As a novice hunter, I didn’t carry a gun for a year or two. My job was to follow Uncle Dick, not get lost, not scare any deer, not get lost, keep quiet, and to not get lost. Those first years of trekking through the woods found me struggling to keep up with Uncle Dick’s long strides. He would pause while I caught up, and then the lessons would begin. It seemed that Uncle Dick was always teaching me something during those drives. It may have been something about the trees or wildlife. Frequently it was on the value of using a compass. Sometimes the lesson was illustrated by something that happened along the way. Soon it became clear that he was offering lessons about life as much as about hunting. His words and actions always made clear the importance of doing things right and how strongly he cared for his family. Like a good compass, Uncle Dick’s lessons would be pointed in the right direction.
As I put more experience under my belt, I was allowed to be on my own. Before each drive began, Uncle Dick would make sure I knew where to go. He would draw a map in the snow with all the landmarks clearly defined. He would remind me of the proper direction to go. He knew how long it should take and where to expect my poster to be standing. With a reminder to be safe, to follow my compass, and to shoot straight, he would leave me ready to make my own tracks through the snow. Through his guidance, I never got lost on those hunts.

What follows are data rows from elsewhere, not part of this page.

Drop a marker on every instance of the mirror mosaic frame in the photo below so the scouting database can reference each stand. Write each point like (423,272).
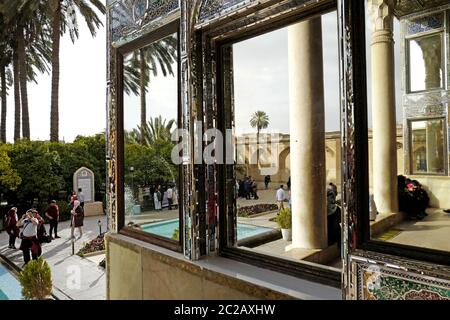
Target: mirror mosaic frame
(218,19)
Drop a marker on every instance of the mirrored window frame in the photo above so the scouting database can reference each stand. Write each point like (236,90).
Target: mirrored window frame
(444,54)
(360,240)
(444,147)
(226,173)
(121,52)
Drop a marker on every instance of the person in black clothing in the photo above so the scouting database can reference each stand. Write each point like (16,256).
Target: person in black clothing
(52,215)
(267,181)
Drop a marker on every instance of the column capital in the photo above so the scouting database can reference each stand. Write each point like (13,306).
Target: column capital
(382,14)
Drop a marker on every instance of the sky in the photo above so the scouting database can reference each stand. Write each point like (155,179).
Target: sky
(82,92)
(261,79)
(261,83)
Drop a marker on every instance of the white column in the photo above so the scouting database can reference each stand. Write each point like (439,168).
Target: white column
(383,107)
(307,135)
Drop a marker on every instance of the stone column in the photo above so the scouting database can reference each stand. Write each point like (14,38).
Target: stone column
(383,107)
(307,135)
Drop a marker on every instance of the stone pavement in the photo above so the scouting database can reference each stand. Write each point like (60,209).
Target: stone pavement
(73,277)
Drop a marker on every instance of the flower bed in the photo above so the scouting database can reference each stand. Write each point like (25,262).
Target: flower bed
(249,211)
(95,245)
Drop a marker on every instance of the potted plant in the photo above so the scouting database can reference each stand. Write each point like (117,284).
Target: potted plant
(284,220)
(36,280)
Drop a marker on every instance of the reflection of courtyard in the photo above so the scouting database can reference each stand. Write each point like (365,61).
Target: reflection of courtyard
(428,232)
(431,232)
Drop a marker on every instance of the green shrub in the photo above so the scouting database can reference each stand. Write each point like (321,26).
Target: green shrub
(36,280)
(284,218)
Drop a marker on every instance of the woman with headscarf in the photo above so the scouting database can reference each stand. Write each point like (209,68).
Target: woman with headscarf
(77,218)
(30,241)
(11,227)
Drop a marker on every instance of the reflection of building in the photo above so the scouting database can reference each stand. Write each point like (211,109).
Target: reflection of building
(275,160)
(139,268)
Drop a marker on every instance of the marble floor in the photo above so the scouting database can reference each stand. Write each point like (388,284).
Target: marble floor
(432,232)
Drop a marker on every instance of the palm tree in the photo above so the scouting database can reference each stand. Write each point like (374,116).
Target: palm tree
(29,29)
(259,120)
(5,74)
(145,62)
(64,17)
(156,129)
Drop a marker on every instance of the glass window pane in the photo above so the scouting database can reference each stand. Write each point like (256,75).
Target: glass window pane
(427,146)
(150,116)
(408,176)
(425,63)
(287,127)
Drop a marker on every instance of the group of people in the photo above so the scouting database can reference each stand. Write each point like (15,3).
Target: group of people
(247,188)
(31,230)
(333,210)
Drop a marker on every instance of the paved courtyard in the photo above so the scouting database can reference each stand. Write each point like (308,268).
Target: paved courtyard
(73,277)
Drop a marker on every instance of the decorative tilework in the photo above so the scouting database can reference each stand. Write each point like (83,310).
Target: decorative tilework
(212,8)
(424,24)
(383,287)
(130,16)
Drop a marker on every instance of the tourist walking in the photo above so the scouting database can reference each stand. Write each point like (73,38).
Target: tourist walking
(157,198)
(11,227)
(255,190)
(281,197)
(72,198)
(30,241)
(267,181)
(52,215)
(77,219)
(333,218)
(248,187)
(170,197)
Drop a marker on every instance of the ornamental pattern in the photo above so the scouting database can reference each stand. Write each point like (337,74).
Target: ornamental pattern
(212,8)
(425,24)
(383,284)
(130,16)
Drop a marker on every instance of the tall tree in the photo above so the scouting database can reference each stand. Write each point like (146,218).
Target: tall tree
(159,55)
(5,60)
(259,120)
(21,55)
(56,35)
(29,28)
(3,100)
(64,18)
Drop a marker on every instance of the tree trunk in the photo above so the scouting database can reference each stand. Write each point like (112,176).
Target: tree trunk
(23,84)
(3,98)
(54,107)
(16,97)
(257,146)
(142,89)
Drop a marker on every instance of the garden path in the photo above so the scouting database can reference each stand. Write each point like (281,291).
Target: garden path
(74,278)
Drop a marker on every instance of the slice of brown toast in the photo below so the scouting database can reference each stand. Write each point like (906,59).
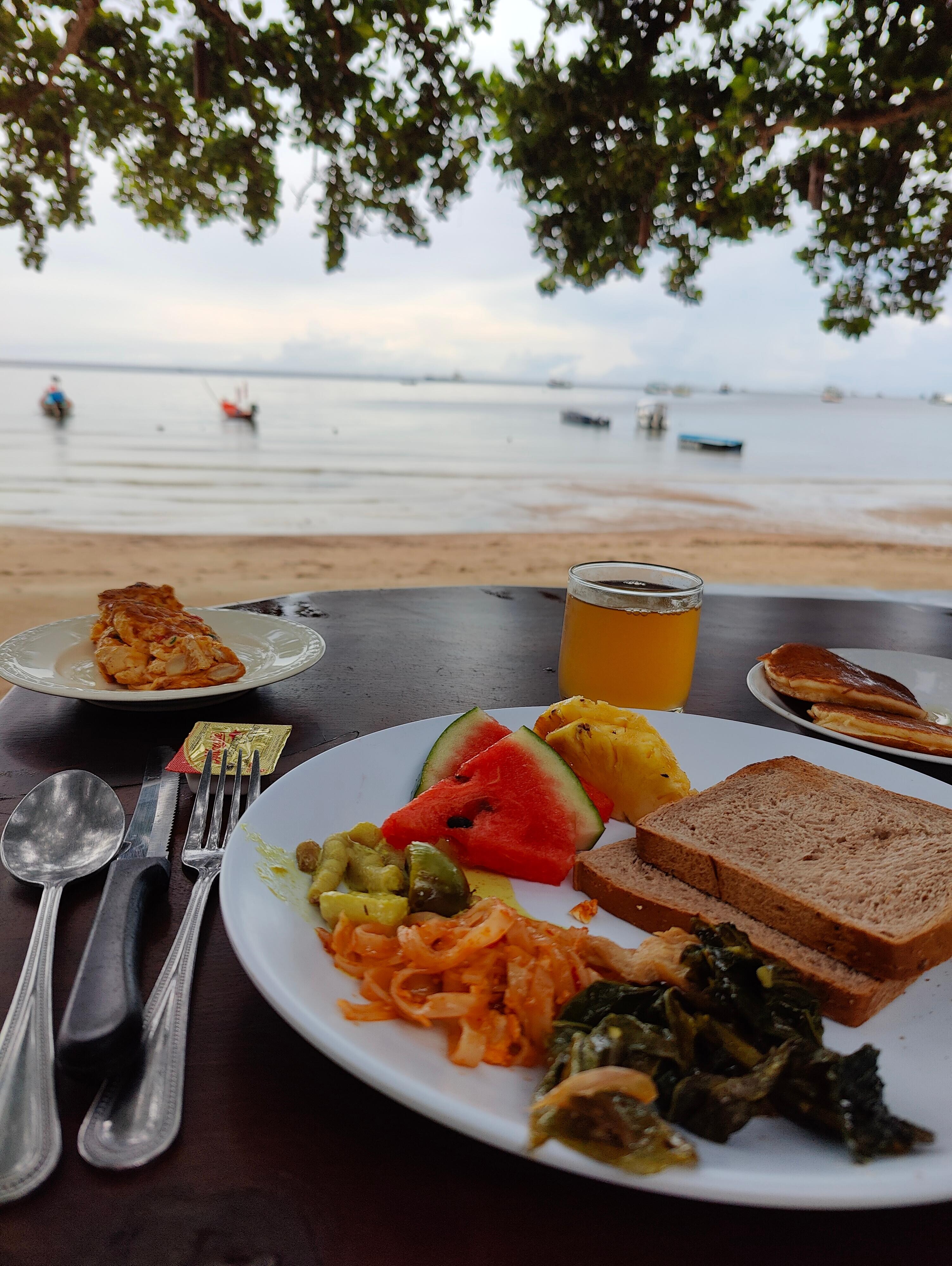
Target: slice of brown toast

As I write this, my mind is overwhelmed with many fond memories from my hunting days in Birchwood. For me it will probably always be the benchmark of what Deer Camp should be, but as it happens too often in life, things got in the way, and I haven’t hunted there for years. Still, I have often found myself recalling my days trailing Uncle Dick through the woods, and, despite the invention of GPS, I still pin a compass to my orange vest every fall. During a grouse hunt once, I made a mistake and ignored my lessons from Uncle Dick: no compass! The result was a VERY long walk in the snowy darkness with soggy socks. A recurring thought during my ordeal was that I didn’t want Uncle Dick to hear the story.
I wish I was heading back to make another walk through the woods instead of to say goodbye to a real man who had his priorities right. As we gather to celebrate his life, I am sure there will be story after story of his adventures of fishing in Alaska and Canada, hunting elk out West, and hunting deer right in Wisconsin. The heart of those stories will reflect what he treasured most: his friends and family.
I have been lucky enough to have gotten guidance in my life from some real men. My Dad, my father-in-law, and my uncles all know how to do the guy stuff: sports, hunting, fishing, fixing things and all the other testosterone-filled tasks that define manliness. These men also know that being a real man means making their wives, families, and faith the foundation for their lives. As I found out, Uncle Dick was no exception to this. I am very thankful he took the time to pass on what he knew to be so important: A good compass will always show the way to go.